Routiniert berichtet Heidenreich über die kuriosen Anfänge der Photographie und des Films als Jahrmarktsattraktionen, streift Erfinderpersönlichkeiten wie Edison oder Muybrigde und klärt wichtige physikalische Fakten, zum Beispiel die Unterschiede zwischen Schall und Licht, auf wenigen Seiten in beeindruckender Klarheit. Man erfährt auch von jener japanischen Sandale namens „Zori“, die in den fünfziger Jahren an kalifornischen Stränden auftauchte und seitdem den Namen einer elektronischen Schaltung trägt: FlipFlop.

Digital im 18. Jahrhundert

Trotz der hochinteressanten historischen Episoden wartet man aber insgeheim auf eine Zuspitzung, einen Bruch im Text, der den Eintritt ins digitale Zeitalter, unsere WLAN und iPOD-Gegenwart, markiert. Die Unterscheidung zwischen „analog“ und „digital“ dräut über der Lektüre, und man ist gespannt auf Heidenreichs Analyse. Es ist dem Autor hoch anzurechnen, dass er hier ausgetretene Pfade verlässt: Die Differenz zwischen analoger und digitaler Codierung allein tauge gar nicht dazu, die Besonderheit moderner Technologien zu beschreiben, erfährt der erstaunte Leser. Denn digital codierte Daten gab es lange vor der elektronischen Digitalisierung. Mosaike beispielsweise wurden schon im 18. Jahrhundert als Bildmuster in Zahlentabellen verziffert, also digitalisiert.

Es ist nicht die Weise der Codierung selbst, erklärt Heidenreich, die das Geheimnis der modernen digitalen Medien birgt, sondern die Geschwindigkeit, mit der Signale codiert werden.

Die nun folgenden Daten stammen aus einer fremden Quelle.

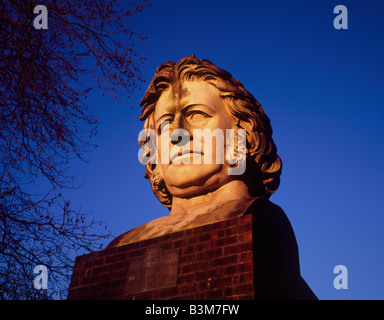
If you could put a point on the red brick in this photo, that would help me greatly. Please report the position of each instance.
(245, 237)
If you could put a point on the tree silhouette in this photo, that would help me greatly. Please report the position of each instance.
(45, 76)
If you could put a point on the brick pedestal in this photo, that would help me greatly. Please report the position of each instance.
(250, 257)
(209, 262)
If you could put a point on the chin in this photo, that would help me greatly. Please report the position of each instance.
(189, 180)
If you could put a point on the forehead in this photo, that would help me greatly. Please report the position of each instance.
(182, 94)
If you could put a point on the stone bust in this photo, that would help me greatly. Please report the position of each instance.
(185, 97)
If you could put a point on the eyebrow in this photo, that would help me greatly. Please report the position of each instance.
(184, 109)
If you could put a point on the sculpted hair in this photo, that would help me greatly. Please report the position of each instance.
(263, 167)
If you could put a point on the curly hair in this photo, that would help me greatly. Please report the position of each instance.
(263, 166)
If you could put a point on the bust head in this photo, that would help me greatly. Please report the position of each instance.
(196, 94)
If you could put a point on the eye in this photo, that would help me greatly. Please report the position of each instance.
(164, 125)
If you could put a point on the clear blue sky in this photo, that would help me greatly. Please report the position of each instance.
(323, 91)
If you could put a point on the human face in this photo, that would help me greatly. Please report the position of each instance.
(192, 105)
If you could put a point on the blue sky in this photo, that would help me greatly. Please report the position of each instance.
(323, 90)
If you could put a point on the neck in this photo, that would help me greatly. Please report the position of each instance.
(235, 191)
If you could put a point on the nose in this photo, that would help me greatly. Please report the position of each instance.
(180, 134)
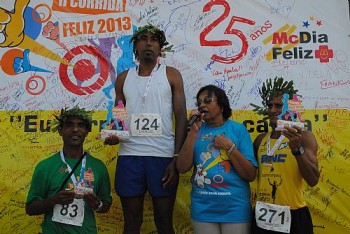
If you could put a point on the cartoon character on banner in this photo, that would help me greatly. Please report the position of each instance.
(290, 109)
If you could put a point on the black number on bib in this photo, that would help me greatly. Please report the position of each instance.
(154, 124)
(273, 212)
(64, 210)
(146, 124)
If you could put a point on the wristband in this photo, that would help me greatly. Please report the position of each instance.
(99, 208)
(231, 148)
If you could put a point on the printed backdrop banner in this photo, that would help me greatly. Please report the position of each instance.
(62, 53)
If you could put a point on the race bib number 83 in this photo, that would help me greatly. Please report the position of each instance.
(273, 217)
(72, 214)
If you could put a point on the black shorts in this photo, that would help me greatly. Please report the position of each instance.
(301, 223)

Keine Zahlenmystik, kein bedeutsames Raunen über das Wesen von Nullen und Einsen, sondern schlicht und banal die rapide ansteigende Geschwindigkeit, mit der elektronische Systeme zwischen „ein“ und „aus“ hin- und her schalten können, erklärt die geheimnisvolle Eigenschaft des elektronischen Medien, menschliche Sinne immer perfekter zu simulieren und sich damit unverzichtbar in unseren Alltag zu integrieren.

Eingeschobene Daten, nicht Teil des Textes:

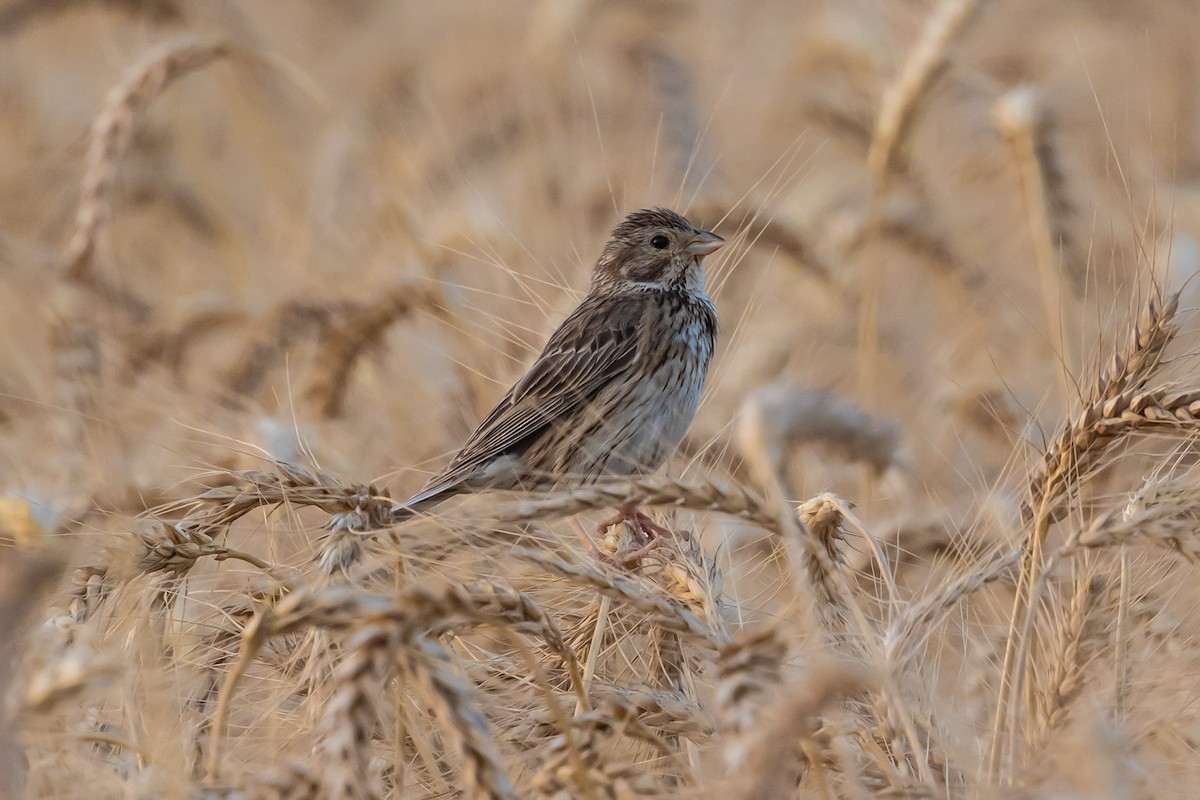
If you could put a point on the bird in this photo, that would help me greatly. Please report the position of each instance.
(616, 386)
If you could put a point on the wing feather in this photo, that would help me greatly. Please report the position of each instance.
(593, 347)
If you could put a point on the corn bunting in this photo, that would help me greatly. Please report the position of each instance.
(618, 383)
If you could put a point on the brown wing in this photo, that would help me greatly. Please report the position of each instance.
(594, 346)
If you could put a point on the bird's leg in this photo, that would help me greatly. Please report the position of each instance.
(653, 530)
(628, 515)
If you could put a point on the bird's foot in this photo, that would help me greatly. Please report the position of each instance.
(643, 536)
(641, 524)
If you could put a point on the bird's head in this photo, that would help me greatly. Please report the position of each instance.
(655, 248)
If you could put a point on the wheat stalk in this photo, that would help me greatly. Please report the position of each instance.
(729, 499)
(347, 338)
(922, 66)
(111, 136)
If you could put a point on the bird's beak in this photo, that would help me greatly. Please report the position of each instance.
(705, 242)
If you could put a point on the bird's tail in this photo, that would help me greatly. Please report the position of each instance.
(424, 500)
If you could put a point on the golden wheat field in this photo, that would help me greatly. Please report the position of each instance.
(265, 264)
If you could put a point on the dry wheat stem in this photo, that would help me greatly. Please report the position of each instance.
(1162, 511)
(1115, 407)
(462, 720)
(915, 624)
(113, 131)
(414, 612)
(1023, 124)
(641, 595)
(923, 64)
(731, 499)
(772, 768)
(749, 672)
(346, 341)
(348, 719)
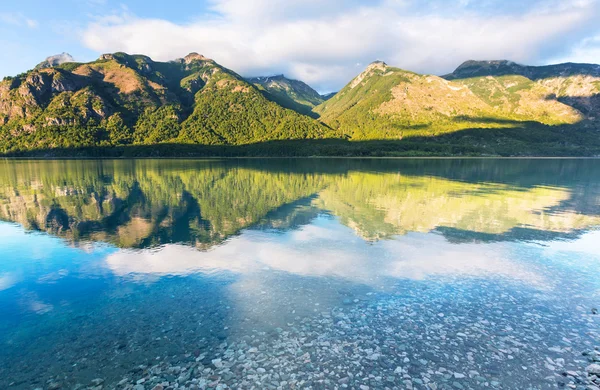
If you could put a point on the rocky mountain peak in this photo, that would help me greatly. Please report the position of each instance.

Doch Heidenreich will wesentlich mehr, als nur originelle Technikgeschichte schreiben. Letztlich geht es auch ihm darum, ein Erklärungsmodell für die Wechselwirkung von Kultur und Technik zu bieten. Sein Duktus ist der eines Systemtheoretikers mit spürbarem Erklärungsanspruch, den er oft und gerne durch Sätze transportiert, die die Aura physikalischer Wahrheiten verströmen: „Eine gemeinsame Bewegung vieler einzelner Elemente bezeichnet man als Strom.“

Und wirklich: Die Stringenz, mit der er historische Trends der Malerei oder aktuelle Entwicklungen in der Club-Musik in klaren, oft aus der Informationswissenschaft und Linguistik stammenden Begriffen beschreiben kann, beeindruckt. Auch seine Prognose für zukünftige Trends, wie zum Beispiel im Bereich der digitalen Bilder, wirkt erstaunlich einleuchtend und angenehm ernüchternd: Vom rapiden Anwachsen der so genannten digitalen Bilderflut allein werde noch keinerlei kulturelle Dynamik entfacht. Erst wenn sich ein ökonomischer Nutzen aus den neuen Bildern ergibt, könne man von einer neuen Kultur der digitalen Bilder sprechen.

Trotz allem bleibt ein Verdacht. Mit welcher Berechtigung überträgt der Autor Begriffe aus der Informationstechnik auf kulturelle Phänomene? Wie wird die Setzung des technischen Fortschrittes als eigendymamisches, vom Menschen im Grunde nicht beeinflussbares System begründet? Könnte es sein, dass die Offenheit und und Virtuosität, mit der Heidenreich technische Begriffe auf kulturellem Boden jongliert, letztlich mit einer willkürlichen medientheoretischen Setzung erkauft wurde? Diese ist ausgerechnet in einem Absatz verborgen, in dem der Autor davor warnt, Kultur als bloße Illustration des Technischen abzutun. Kurioserweise warnt er damit vor sich selbst, denn nur wenige Zeilen später definiert er das „Technische als eine Grundlage, auf deren Basis Kultur entsteht und zirkuliert“. Doch auch wenn man hier anderer Meinung sein sollte: FlipFlop bleibt ein äußerst lesenswertes Protokoll avancierter Medientheorie.

Erschienen in Frankfurter Rundschau am 11. November 2004.